Purpose To describe surgical outcomes in intermittent exotropia (X(T)), and to relate these to preoperative and surgical characteristics.

Methods 87 children (aged <11 years) underwent surgery in 18 UK centres; review data (mean 21 months post-surgery) were available for 72. The primary outcome measure was motor/sensory outcome (angle and stereoacuity). The secondary outcome measure was satisfactory control assessed by Newcastle Control Score (NCS).

Results 35% of patients had excellent, 28% had fair and 37% had poor primary outcome. Preoperative and surgical characteristics did not influence primary outcome. Satisfactory control was achieved in 65% of patients, while X(T) remained/recurred in 20%. Persistent over-correction occurred in 15% of children. There was no relationship between over-correction and preoperative characteristics or surgical dose/type. Median angle improved by 12 prism dioptres (PD) at near and 19 PD at distance (p<0.001).
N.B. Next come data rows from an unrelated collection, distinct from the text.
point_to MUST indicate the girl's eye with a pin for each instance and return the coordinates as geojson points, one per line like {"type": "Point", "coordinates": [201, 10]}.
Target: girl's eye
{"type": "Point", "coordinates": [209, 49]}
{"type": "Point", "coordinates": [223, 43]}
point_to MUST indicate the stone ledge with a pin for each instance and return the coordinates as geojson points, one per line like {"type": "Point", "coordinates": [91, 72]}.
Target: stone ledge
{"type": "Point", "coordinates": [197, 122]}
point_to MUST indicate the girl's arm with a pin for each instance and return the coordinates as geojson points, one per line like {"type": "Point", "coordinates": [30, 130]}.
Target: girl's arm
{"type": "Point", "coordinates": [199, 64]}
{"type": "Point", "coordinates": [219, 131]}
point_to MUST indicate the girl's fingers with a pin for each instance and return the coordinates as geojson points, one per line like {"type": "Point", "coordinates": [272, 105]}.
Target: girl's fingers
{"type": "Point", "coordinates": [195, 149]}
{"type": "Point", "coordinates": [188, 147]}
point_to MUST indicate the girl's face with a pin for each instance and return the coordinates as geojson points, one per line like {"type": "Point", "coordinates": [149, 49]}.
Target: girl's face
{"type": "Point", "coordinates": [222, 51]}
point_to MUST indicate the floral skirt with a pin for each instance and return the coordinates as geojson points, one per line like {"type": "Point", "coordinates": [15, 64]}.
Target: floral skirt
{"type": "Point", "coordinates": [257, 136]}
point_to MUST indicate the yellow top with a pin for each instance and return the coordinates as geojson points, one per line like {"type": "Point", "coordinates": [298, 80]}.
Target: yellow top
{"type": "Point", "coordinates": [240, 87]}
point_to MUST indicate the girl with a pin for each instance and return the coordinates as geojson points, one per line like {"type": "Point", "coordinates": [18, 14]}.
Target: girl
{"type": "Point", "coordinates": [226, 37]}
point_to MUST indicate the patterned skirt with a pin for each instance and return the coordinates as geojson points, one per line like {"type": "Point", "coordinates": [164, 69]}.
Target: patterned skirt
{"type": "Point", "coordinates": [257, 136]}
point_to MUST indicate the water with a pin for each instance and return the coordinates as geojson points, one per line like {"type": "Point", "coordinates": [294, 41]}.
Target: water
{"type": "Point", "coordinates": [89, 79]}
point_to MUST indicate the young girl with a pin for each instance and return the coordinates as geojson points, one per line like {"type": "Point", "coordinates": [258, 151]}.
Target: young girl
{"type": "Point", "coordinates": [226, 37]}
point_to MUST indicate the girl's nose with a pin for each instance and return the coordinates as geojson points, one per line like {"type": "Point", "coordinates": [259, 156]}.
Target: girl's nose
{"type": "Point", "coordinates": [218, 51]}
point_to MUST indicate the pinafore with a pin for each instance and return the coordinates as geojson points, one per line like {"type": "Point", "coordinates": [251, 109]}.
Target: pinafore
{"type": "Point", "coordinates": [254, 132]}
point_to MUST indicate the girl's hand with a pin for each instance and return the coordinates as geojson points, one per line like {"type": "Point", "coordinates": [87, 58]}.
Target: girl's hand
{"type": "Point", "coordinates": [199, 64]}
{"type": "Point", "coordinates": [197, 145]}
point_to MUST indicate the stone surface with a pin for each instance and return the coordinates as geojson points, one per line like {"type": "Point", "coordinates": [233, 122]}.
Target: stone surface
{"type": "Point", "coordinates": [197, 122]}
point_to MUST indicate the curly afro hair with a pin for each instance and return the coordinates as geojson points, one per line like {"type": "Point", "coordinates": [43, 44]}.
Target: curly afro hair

Median NCS improved by 5 (p<0.001). 40% of those initially over-corrected remained so by last postoperative assessment; no relationship was found between an initial over-correction and good outcome.

Conclusions Whilst excellent motor/sensory outcome was achieved in one-third and satisfactory control in two-thirds of patients, the 37% poor outcome and 15% persistent over-correction rate is of concern. Surgical dose was similar in those under- and over-corrected, suggesting that over-corrections cannot be avoided merely by getting the dosage right: a randomised controlled trial (RCT) would shed light on this issue. Initial over-correction did not improve the chance of a good outcome, supporting the growing literature on this topic and further highlighting the need for randomised controlled trials of X(T) surgery.